Anche stavolta siamo arrivati primi. Ne avevamo parlato in tempi non sospetti, quando era prima solo in patria. Adesso Alexandra Stan è diventata un fenomeno assoluto. La studentessa di management rumena in testa in mezza Europa con il suo singolo “Mr. Saxobeat”, Da noi ha appena toccato la vetta su I Tunes ed è al secondo posto nelle classifiche ufficiali Fimi.  Ma altrove non è diverso.

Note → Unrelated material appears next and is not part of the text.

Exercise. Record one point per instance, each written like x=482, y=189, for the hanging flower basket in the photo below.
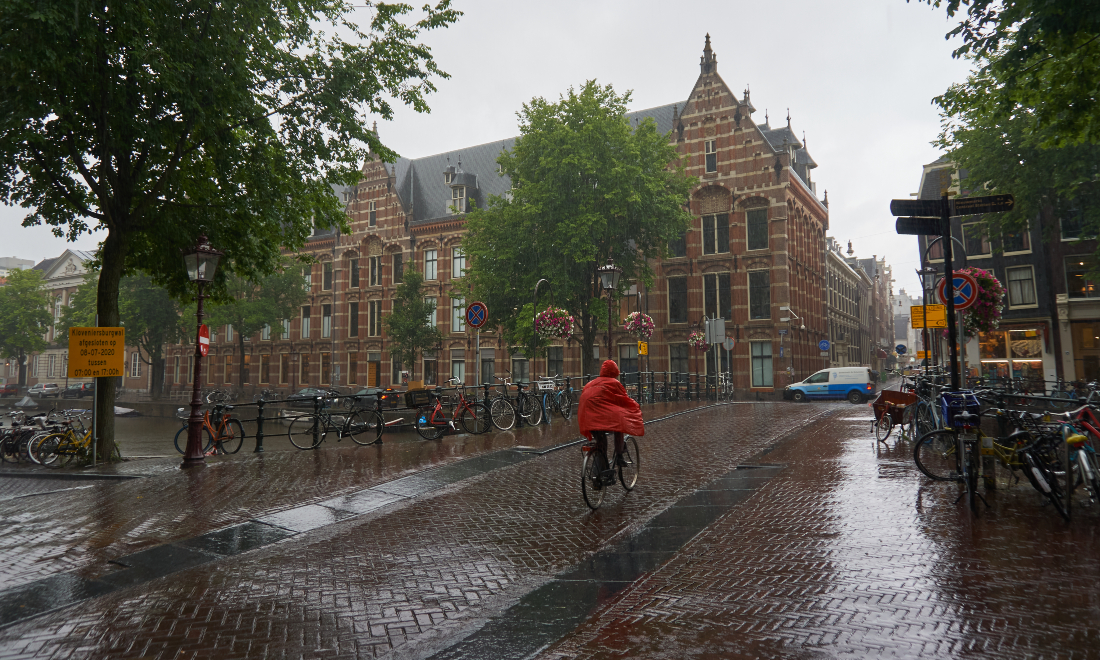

Ha appena cominciato la scalata alle charts in inglesi, ma il brano è già nella top 10 in Francia (6.posto), Spagna (4.),  Belgio(2. in Vallonia e 5, nelle Fiandre), Slovacchia (4.), Russia (3.) Grecia (6.posto), Svezia (7. su I Tunes), Ungheria, Olanda e Repubblica Ceca (8., in Olanda anche 5. su  I Tunes) ed ha toccato la vetta in Georgia.  Ed è in classifica anche in Svizzera e negli Stati Uniti (top 20).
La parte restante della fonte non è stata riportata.